Sometimes, however, **it is not possible to give up a significant part of the data** to create training and validation datasets.

A more efficient alternative is to use *cross-validation*. There are **several types of cross-validation**:
- *Leave-one-out*.
    - Train $n$ models using $n-1$ observations and, for each of them, calculate the error for the $n$-th observation, omitted in training.
    - Calculate the average of the errors.
- *Leave-k-out*.
    - Similar to *leave-one-out* but with *k* observations omitted from training (for validation) in each iteration.
- *K-fold*.
    - The dataset is partitioned into *k* sub-datasets and each one is omitted (for validation) in each iteration.

The last alternative, *leave-k-out*, is, in practice, more consistent and **more robust to small changes in the data**.

This is the most used alternative, in practice, to **evaluate and select models** of machine learning.

**Exercise**: Evaluate the models below using *K-fold* cross-validation, with 4 *folds*.

In [7]:
# Some models for testing.

# https://scikit-learn.org/stable/modules/generated/sklearn.tree.DecisionTreeRegressor.html
dt = DecisionTreeRegressor()

# https://scikit-learn.org/stable/modules/generated/sklearn.linear_model.LinearRegression.html
lr = LinearRegression()

# https://scikit-learn.org/stable/modules/generated/sklearn.ensemble.RandomForestRegressor.html
rf = RandomForestRegressor()


### BEGIN SOLUTION

dt_results = cross_val_score(dt, X_train, y_train, cv=4)
lr_results = cross_val_score(lr, X_train, y_train, cv=4)
rf_results = cross_val_score(rf, X_train, y_train, cv=4)

### END SOLUTION

results = pd.DataFrame({
    'Decision Tree': dt_results,
    'Linear Regression': lr_results,
    'Random Forest': rf_results
})

results

Unnamed: 0,Decision Tree,Linear Regression,Random Forest
0,0.783102,0.722671,0.860863
1,0.761287,0.698294,0.793908
2,0.864839,0.775026,0.896901
3,0.434137,0.575477,0.687971


How can we **interpret the results**? Include in the discussion:
- What each column means.

*** Each of the columns refers to the 3 models under analysis.

- What each line means.

*** Each of the lines refers to the 4 experiments made on the 4 folds generated by the K-fold partitioning process.

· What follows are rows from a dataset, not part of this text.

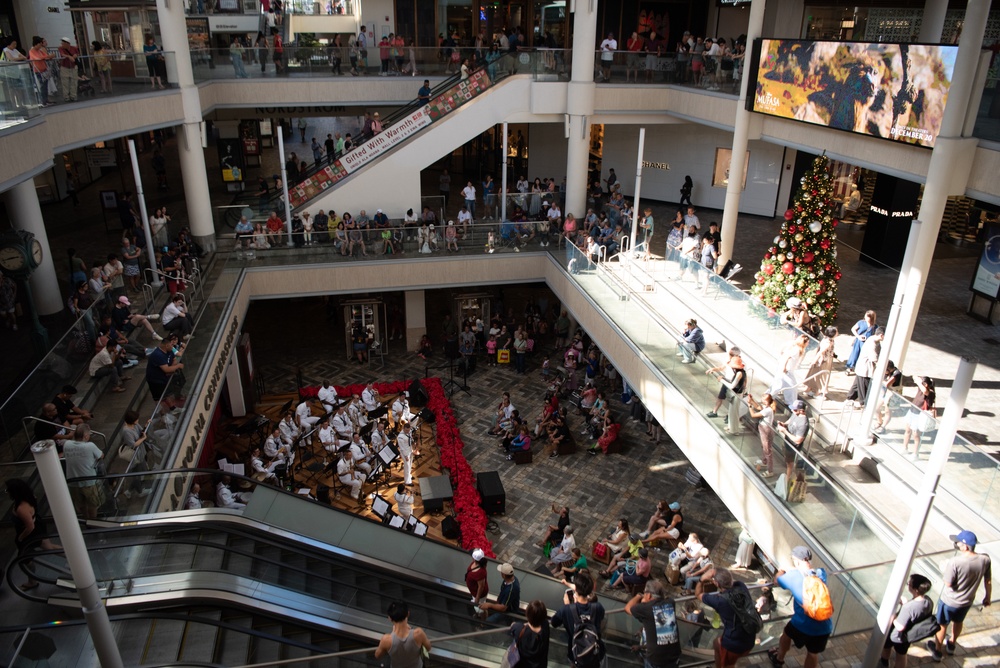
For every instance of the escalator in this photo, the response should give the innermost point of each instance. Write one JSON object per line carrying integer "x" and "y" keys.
{"x": 241, "y": 577}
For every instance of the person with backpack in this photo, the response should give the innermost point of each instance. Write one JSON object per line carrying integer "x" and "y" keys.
{"x": 912, "y": 622}
{"x": 582, "y": 619}
{"x": 660, "y": 631}
{"x": 812, "y": 621}
{"x": 740, "y": 620}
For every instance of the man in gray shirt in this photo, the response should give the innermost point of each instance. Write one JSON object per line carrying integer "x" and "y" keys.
{"x": 81, "y": 458}
{"x": 962, "y": 575}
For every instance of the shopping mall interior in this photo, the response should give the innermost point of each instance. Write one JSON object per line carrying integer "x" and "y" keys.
{"x": 216, "y": 148}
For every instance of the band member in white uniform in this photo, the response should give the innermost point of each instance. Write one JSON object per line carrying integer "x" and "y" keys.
{"x": 348, "y": 475}
{"x": 403, "y": 442}
{"x": 361, "y": 454}
{"x": 303, "y": 412}
{"x": 260, "y": 471}
{"x": 401, "y": 410}
{"x": 404, "y": 501}
{"x": 342, "y": 425}
{"x": 370, "y": 398}
{"x": 277, "y": 449}
{"x": 328, "y": 397}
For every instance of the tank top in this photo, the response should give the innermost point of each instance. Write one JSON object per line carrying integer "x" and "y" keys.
{"x": 405, "y": 653}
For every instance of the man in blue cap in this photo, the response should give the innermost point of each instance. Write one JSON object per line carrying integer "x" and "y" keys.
{"x": 962, "y": 575}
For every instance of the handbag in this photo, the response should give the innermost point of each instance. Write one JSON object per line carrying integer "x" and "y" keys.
{"x": 513, "y": 655}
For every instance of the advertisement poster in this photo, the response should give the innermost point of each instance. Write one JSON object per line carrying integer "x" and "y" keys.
{"x": 231, "y": 160}
{"x": 987, "y": 279}
{"x": 891, "y": 91}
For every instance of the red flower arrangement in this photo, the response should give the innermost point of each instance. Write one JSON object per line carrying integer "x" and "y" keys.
{"x": 465, "y": 501}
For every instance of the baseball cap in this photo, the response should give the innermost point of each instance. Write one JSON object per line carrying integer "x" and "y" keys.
{"x": 966, "y": 537}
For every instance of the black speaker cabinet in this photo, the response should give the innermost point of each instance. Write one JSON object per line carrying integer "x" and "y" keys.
{"x": 492, "y": 497}
{"x": 450, "y": 528}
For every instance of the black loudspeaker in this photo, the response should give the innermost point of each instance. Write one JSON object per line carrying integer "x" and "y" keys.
{"x": 323, "y": 494}
{"x": 450, "y": 528}
{"x": 491, "y": 495}
{"x": 418, "y": 395}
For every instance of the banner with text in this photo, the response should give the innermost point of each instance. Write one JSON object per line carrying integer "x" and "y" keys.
{"x": 438, "y": 107}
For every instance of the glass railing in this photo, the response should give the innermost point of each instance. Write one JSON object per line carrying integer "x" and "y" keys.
{"x": 19, "y": 99}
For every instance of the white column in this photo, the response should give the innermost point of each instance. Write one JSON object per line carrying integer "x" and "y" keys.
{"x": 173, "y": 31}
{"x": 75, "y": 549}
{"x": 940, "y": 452}
{"x": 932, "y": 22}
{"x": 415, "y": 312}
{"x": 26, "y": 214}
{"x": 940, "y": 177}
{"x": 741, "y": 135}
{"x": 580, "y": 105}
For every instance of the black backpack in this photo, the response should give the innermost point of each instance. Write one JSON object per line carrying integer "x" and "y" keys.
{"x": 585, "y": 645}
{"x": 746, "y": 612}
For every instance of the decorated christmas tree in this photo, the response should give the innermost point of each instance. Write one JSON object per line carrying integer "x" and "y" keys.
{"x": 803, "y": 260}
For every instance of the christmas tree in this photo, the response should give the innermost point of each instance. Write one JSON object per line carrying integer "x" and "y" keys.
{"x": 803, "y": 260}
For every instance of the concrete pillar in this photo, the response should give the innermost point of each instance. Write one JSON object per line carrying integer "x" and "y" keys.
{"x": 741, "y": 136}
{"x": 580, "y": 106}
{"x": 416, "y": 317}
{"x": 26, "y": 214}
{"x": 173, "y": 31}
{"x": 932, "y": 23}
{"x": 949, "y": 151}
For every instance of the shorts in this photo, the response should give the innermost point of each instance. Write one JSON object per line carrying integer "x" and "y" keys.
{"x": 813, "y": 644}
{"x": 946, "y": 614}
{"x": 900, "y": 647}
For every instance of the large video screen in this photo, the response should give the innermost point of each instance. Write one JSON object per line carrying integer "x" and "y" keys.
{"x": 892, "y": 91}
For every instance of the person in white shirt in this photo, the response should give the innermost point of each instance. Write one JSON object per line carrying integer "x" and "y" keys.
{"x": 608, "y": 48}
{"x": 348, "y": 474}
{"x": 361, "y": 454}
{"x": 226, "y": 498}
{"x": 260, "y": 471}
{"x": 404, "y": 444}
{"x": 328, "y": 396}
{"x": 464, "y": 220}
{"x": 176, "y": 318}
{"x": 277, "y": 449}
{"x": 303, "y": 413}
{"x": 342, "y": 424}
{"x": 469, "y": 193}
{"x": 370, "y": 398}
{"x": 404, "y": 501}
{"x": 193, "y": 501}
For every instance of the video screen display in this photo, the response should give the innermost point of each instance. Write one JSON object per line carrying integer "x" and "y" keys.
{"x": 891, "y": 91}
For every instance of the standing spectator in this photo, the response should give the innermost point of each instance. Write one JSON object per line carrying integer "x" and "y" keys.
{"x": 532, "y": 638}
{"x": 81, "y": 457}
{"x": 961, "y": 576}
{"x": 404, "y": 645}
{"x": 660, "y": 632}
{"x": 802, "y": 629}
{"x": 736, "y": 640}
{"x": 508, "y": 598}
{"x": 919, "y": 608}
{"x": 68, "y": 76}
{"x": 608, "y": 48}
{"x": 582, "y": 618}
{"x": 469, "y": 193}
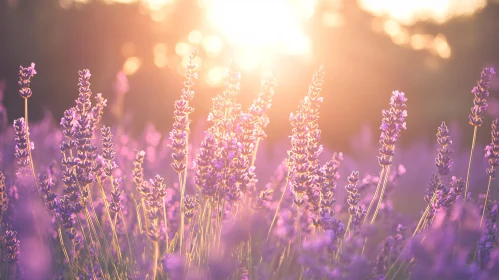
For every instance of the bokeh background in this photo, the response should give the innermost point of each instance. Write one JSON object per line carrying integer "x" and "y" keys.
{"x": 431, "y": 50}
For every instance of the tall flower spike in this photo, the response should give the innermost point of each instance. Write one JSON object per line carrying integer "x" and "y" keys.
{"x": 481, "y": 93}
{"x": 4, "y": 199}
{"x": 179, "y": 134}
{"x": 492, "y": 150}
{"x": 392, "y": 124}
{"x": 443, "y": 160}
{"x": 21, "y": 153}
{"x": 12, "y": 245}
{"x": 25, "y": 75}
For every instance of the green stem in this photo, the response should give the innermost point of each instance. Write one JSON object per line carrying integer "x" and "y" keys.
{"x": 485, "y": 202}
{"x": 382, "y": 193}
{"x": 375, "y": 193}
{"x": 469, "y": 163}
{"x": 278, "y": 207}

- How to interpret the values in the cells.
     - Each result is a measure of the model's performance (not error).
     - The higher the result, the better the performance.

# Exercise 5

Finally, we calculate the mean and the standard deviation (as a measure of variance).

In [18]:

### BEGIN SOLUTION

models_mean = results.mean().sort_values(ascending=False)
models_mean

### END SOLUTION


Random Forest        0.809911
Decision Tree        0.710841
Linear Regression    0.692867
dtype: float64

In [20]:

### BEGIN SOLUTION

models_std = results.std().sort_values()
models_std

### END SOLUTION



Linear Regression    0.084555
Random Forest        0.091813
Decision Tree        0.189778
dtype: float64

In [10]:
models_var = results.var()
models_var

Decision Tree        0.036016
Linear Regression    0.007149
Random Forest        0.008430
dtype: float64

## Exercise 5.1

Based on the results above, **sort the models in decreasing order of bias**.
 
 - Decision Tree, Linear Regression, Random Forest

## Exercise 5.2

Based on the results above, **sort the models in descending order of variance**.

 - Decision Tree, Linear Regression, Random Forest

## Exercise 5.3

Do these results seem to **contradict**, in any way, the *bias-variance trade-off*? If so, **why**?

 - Although it seems to be so, in fact what is happening is that the Random Forest model is at the optimal level of complexity, with reduced Variance and reduced Bias, the sweet spot. This fact contradicts the loss-gain ratio that the bias-variance trade-off represents (losing Bias gains variance and vice versa).
 
 - In addition, looking at the table of values of the models, it appears that the Decision Tree model presents high flexibility in its analysis, sometimes having very high values and other times very low values.
 
 - The Linear Regression model presents, in a more consistent way, low performance values, indicating high levels of Bias.